This kind of reasoning is the lazy man's justification, I know, but I'm still thirteen years old, what can I say? I'm realizing just how insignificant I really am; that the odds of actually achieving my dreams are practically non-existent. It's infuriating to think that everything I work for might never happen, that when I die, nobody will remember me.
I read a weird manga earlier, where a girl is cheated on by her boyfriend with a girl who doesn't even like him. I'm sure the author intended to sympathize with the "victim", but I saw myself in the bitch of that story. She saw the world as pointless, her always-laughing "friends" as simply people she hangs out with, and herself as a totally boring, common person. And you know what? She doesn't get a happy ending. She continues to live her life as she is, completely and utterly alone. It's so fucking hilarious, that feeling of hopelessness I had when I finished reading those three strange chapters of "3D Material". I don't know if I liked it.
Well, I don't have much to offer to anyone who bothers to read this. I don't know how to draw, I'm not good enough on the piano where'd I'd actually want to record myself and post it online, and my face isn't pleasant enough to post pictures. What I write isn't all that special, and all I talk about are whiny, self-centered topics. Still, if there's anyone out there who shares these pathetic feelings, then it can't hurt to share something with you. Here's a passage that I read from the poem "When Lilacs Last in the Dooryard Bloom'd" by Walt Whitman:
To the tally of my soul,
Loud and strong kept up the gray-brown bird,
With pure deliberate notes spreading filling the night.

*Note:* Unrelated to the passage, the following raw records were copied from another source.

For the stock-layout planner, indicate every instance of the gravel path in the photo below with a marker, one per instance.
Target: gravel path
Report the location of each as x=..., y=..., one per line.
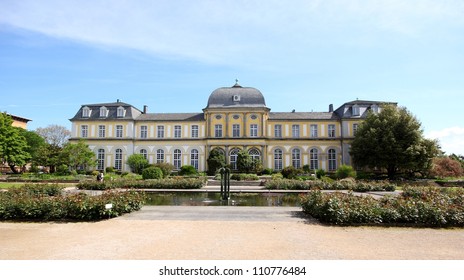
x=222, y=233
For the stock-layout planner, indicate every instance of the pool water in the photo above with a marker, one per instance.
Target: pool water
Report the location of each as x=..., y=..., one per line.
x=214, y=199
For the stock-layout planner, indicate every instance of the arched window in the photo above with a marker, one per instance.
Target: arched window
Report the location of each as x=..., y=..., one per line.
x=278, y=159
x=255, y=154
x=332, y=155
x=144, y=153
x=159, y=156
x=233, y=158
x=314, y=159
x=296, y=158
x=118, y=159
x=101, y=159
x=194, y=158
x=177, y=159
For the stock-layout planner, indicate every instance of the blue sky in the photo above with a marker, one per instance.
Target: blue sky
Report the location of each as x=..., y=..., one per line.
x=170, y=55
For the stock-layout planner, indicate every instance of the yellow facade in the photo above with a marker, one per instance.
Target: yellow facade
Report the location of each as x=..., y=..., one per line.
x=235, y=119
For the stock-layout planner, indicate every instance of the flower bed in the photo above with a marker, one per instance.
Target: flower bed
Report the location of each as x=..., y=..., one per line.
x=358, y=186
x=46, y=202
x=422, y=206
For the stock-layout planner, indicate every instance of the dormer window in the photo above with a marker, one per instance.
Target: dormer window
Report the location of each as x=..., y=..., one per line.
x=356, y=110
x=86, y=112
x=103, y=112
x=121, y=112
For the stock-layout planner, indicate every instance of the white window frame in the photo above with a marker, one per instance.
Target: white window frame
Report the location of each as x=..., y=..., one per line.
x=143, y=132
x=278, y=131
x=84, y=131
x=331, y=130
x=177, y=131
x=295, y=131
x=194, y=131
x=101, y=131
x=119, y=131
x=253, y=130
x=160, y=131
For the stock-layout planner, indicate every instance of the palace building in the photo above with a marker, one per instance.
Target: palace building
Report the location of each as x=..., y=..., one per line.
x=235, y=118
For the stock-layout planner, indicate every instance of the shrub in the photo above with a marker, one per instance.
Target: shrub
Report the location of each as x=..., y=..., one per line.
x=188, y=170
x=290, y=172
x=320, y=173
x=152, y=173
x=345, y=171
x=166, y=168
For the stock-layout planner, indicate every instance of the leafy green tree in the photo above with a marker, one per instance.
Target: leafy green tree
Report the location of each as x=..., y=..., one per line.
x=77, y=155
x=13, y=145
x=244, y=162
x=216, y=160
x=137, y=163
x=392, y=140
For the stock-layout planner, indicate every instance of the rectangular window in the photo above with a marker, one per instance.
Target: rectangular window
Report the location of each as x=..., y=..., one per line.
x=296, y=131
x=218, y=130
x=278, y=131
x=84, y=131
x=177, y=131
x=253, y=130
x=101, y=131
x=144, y=132
x=314, y=130
x=235, y=130
x=160, y=132
x=118, y=131
x=194, y=131
x=355, y=128
x=331, y=128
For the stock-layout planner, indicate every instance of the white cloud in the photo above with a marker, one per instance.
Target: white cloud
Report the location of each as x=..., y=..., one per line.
x=227, y=31
x=451, y=139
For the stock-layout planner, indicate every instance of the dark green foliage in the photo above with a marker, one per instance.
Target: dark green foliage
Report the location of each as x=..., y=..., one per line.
x=216, y=160
x=345, y=171
x=244, y=177
x=170, y=183
x=187, y=170
x=290, y=172
x=152, y=173
x=392, y=140
x=137, y=163
x=166, y=168
x=423, y=206
x=46, y=202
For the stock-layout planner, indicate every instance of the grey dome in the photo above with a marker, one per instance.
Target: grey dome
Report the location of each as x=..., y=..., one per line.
x=236, y=96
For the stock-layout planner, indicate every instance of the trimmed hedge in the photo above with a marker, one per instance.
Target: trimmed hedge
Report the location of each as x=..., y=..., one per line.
x=431, y=207
x=345, y=184
x=170, y=183
x=39, y=203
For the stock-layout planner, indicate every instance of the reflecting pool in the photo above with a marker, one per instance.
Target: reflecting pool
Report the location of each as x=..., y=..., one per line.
x=214, y=199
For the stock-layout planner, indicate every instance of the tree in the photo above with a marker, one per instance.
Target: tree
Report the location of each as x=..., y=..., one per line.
x=446, y=167
x=392, y=140
x=137, y=163
x=77, y=155
x=55, y=135
x=216, y=160
x=13, y=146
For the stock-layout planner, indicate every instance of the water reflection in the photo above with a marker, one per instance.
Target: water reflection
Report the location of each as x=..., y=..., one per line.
x=214, y=199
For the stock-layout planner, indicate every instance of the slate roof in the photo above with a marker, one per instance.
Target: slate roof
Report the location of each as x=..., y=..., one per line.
x=171, y=117
x=224, y=97
x=131, y=112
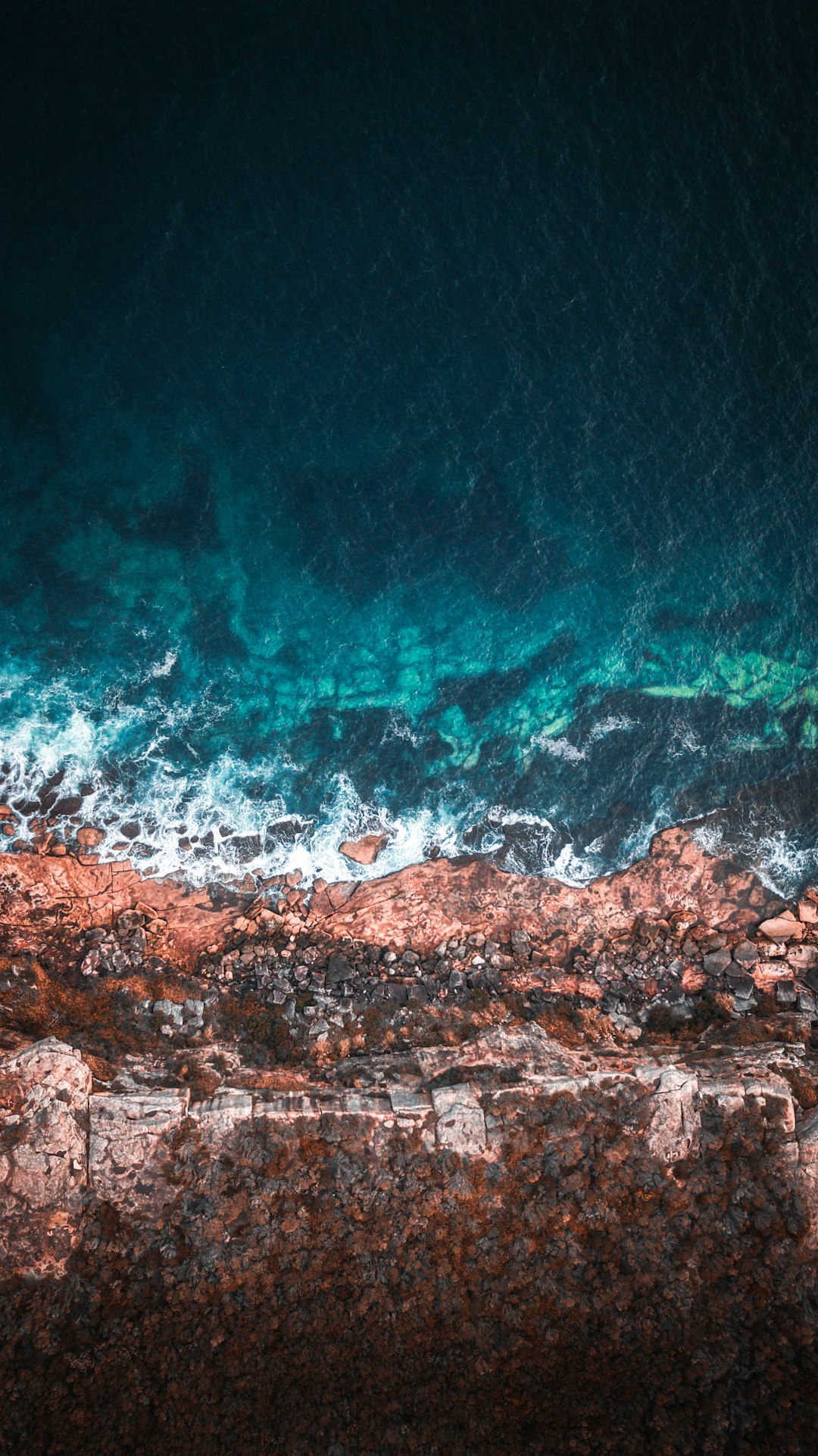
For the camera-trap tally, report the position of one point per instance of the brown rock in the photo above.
(363, 850)
(53, 899)
(782, 928)
(89, 837)
(436, 900)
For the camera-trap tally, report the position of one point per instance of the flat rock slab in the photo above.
(129, 1145)
(428, 903)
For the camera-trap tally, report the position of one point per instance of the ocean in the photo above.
(409, 419)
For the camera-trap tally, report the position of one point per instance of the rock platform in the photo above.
(448, 1161)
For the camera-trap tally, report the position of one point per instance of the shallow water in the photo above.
(408, 418)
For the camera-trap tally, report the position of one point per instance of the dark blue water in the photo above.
(408, 416)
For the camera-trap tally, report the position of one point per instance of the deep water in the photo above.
(408, 416)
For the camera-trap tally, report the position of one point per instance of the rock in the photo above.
(89, 837)
(802, 957)
(129, 1146)
(437, 900)
(169, 1011)
(44, 1096)
(717, 962)
(676, 1123)
(461, 1123)
(338, 970)
(745, 952)
(364, 850)
(782, 928)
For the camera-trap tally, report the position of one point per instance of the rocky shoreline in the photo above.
(453, 1159)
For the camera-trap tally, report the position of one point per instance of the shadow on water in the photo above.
(377, 526)
(186, 519)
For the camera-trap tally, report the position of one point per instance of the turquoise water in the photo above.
(408, 418)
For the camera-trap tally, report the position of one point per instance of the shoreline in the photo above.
(671, 945)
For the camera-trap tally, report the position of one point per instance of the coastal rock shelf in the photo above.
(66, 1146)
(447, 1161)
(45, 900)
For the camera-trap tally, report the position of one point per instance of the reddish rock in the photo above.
(89, 837)
(44, 900)
(363, 850)
(782, 928)
(428, 903)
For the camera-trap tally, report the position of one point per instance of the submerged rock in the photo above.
(364, 850)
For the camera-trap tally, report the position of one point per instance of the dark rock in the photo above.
(745, 952)
(718, 962)
(338, 970)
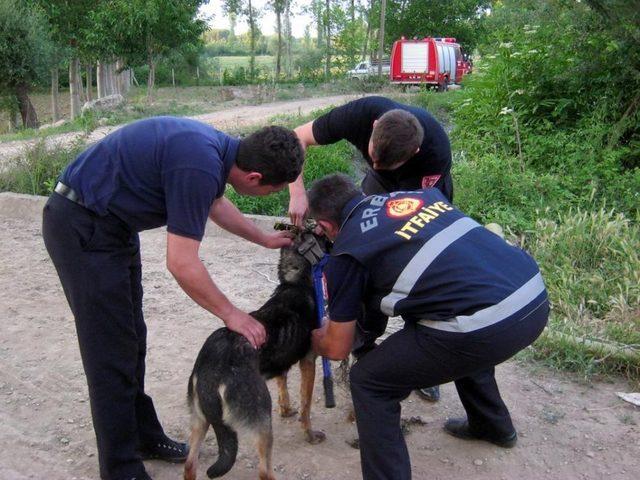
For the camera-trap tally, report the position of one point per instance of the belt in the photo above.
(68, 193)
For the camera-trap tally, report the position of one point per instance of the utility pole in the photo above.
(383, 8)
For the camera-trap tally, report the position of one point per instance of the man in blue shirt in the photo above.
(151, 173)
(468, 299)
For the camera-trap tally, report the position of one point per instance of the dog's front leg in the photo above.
(308, 373)
(284, 404)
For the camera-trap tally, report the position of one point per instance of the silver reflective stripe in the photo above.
(494, 314)
(421, 261)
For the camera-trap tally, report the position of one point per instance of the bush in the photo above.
(318, 163)
(591, 265)
(36, 172)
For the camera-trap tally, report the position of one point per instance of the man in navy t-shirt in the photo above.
(406, 149)
(468, 299)
(151, 173)
(404, 146)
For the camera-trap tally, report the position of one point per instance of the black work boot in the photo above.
(166, 450)
(430, 394)
(459, 427)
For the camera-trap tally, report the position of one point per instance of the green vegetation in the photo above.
(36, 172)
(546, 142)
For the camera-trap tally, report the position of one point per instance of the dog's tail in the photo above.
(227, 450)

Loud in the pines and cedars dim,
Clear in the freshness moist and the swamp-perfume,
And I with my comrades there in the night.
While my sight that was bound in my eyes unclosed,
As to long panoramas of visions.
And I saw askant the armies,
I saw as in the noiseless dreams hundreds of battle-flags,
Borne through the smoke of battles and pierc'd with missiles I saw them,
And carried hither and yon through the smoke, and torn and bloody,
And at last but a few shreds left on the staffs, (and all in silence.)
And the staffs all splinter'd and broken.
I saw battle-corpses, myriads of them,
And the white skeletons of young men, I saw them,
I saw the debris and debris of all slain soldiers of the war,
But I saw they were not as was thought,
They themselves were fully at rest, they suffer'd not,
The living remain'd and suffer'd, the mother suffer'd,
And the wife and the child and the musing comrade suffer'd,
And the armies that remain'd suffer'd.
I'm not quite sure if I understand what it means, seeing as I didn't even bother to read the whole poem. All I know is it gives me a very melancholic feelings, more deeper than the one I already have or the one I got after watching the 24th episode of "Kuroshitsuji". It it an insult to Walt Whitman if I compare his work to a manga series? It doesn't matter, even if it does. The poet is dead and I revere both works.
There are other things I'd like to share but I'll save them for later. Now I'll open my blog to the public. It's pointless to write them otherwise.